Fukuzawa reaches for the tea he just made. “You might?”
Ranpo’s brief laugh, giddy, cuts through the room. “There’s nothing else that would make me want to soak in the snow, not even all the candy in the world.”
He sips the liquid and sighs into it as he lowers the cup. “You’re growing up,” he remarks.
Ranpo hums and looks up at him. “Aren’t we always?”
Fukuzawa takes another drink.
“You have complicated feelings about that,” Ranpo states. “Don’t worry about that. I’ve already deduced all parents do.”
“You’re right.” Fukuzawa sets his tea down. “I suppose I should start mentally preparing myself for when you and Nakahara start picking up stray children.”

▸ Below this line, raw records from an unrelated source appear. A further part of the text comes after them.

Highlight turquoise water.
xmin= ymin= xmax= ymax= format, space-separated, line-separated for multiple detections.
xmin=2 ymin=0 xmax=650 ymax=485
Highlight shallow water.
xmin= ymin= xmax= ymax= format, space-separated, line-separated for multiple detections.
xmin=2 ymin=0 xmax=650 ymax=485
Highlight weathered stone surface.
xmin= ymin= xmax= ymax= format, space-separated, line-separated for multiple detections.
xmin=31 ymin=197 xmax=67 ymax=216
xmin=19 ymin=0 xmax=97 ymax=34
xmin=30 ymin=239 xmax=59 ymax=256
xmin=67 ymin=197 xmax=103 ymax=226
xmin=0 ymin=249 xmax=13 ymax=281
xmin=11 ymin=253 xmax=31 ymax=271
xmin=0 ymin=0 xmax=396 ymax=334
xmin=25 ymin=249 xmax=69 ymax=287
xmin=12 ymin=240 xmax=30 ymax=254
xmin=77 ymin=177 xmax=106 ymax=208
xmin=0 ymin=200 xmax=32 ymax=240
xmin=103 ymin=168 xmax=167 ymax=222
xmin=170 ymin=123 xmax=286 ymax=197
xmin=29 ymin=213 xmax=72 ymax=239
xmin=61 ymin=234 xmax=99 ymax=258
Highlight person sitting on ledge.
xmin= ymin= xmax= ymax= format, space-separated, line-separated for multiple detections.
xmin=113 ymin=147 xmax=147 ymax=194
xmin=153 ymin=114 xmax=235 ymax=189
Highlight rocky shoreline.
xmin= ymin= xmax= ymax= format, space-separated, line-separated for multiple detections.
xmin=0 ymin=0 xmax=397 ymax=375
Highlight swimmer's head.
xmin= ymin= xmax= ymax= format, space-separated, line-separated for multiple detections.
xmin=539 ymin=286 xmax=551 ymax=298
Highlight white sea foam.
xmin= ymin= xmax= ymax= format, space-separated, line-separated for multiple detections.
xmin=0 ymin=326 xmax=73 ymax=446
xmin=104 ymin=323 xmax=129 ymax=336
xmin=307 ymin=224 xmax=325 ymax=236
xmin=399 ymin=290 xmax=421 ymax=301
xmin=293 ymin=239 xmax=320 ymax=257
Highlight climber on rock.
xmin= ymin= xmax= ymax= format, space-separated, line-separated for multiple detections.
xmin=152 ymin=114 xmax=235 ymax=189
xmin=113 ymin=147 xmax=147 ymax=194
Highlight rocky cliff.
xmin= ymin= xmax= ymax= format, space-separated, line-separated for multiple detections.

“Huh?” Ranpo leaps up. “What’s that about? We haven’t even talked about kids, old man! What the hell—”
“Kids?”
Fukuzawa tries not to snicker as Ranpo whips to Chuuya. “It’s nothing! My old man’s just got a screw loose! I—”
Completely unfazed, Chuuya drops down and instantly flops against Ranpo’s chest. “The bed’s not the fucking same without you. Let me sleep here for another twenty minutes…”
“But—”
“When I wake up…” Chuuya snuggles closer. “We can talk about… it…” Instantly, Chuuya starts to snore again.
LIfting his tea again, Fukuzawa murmurs, “He has an incredible ability to fall asleep.”
He expects Ranpo to shout some kind of objection. Instead, he turns to find Ranpo is the color of a tomato.
“Let me get a blanket,” Fukuzawa offers.
Instead, Ranpo carefully removes his haori and drapes it over Chuuya’s shoulders.
“Or there’s that.”
“I learned it from you,” Ranpo grumbles.
“Then I’ve taught you well.” As Fukuzawa takes another sip, he realizes that the boundaries of this family have long been out of his control. Without him being prepared, with Ranpo dating Chuuya like this, things will change inevitably and unpredictably.
And yet, he tells himself, turning to watch Ranpo smooth a snoozing Chuuya’s hair out of his face. I wouldn’t have it any other way.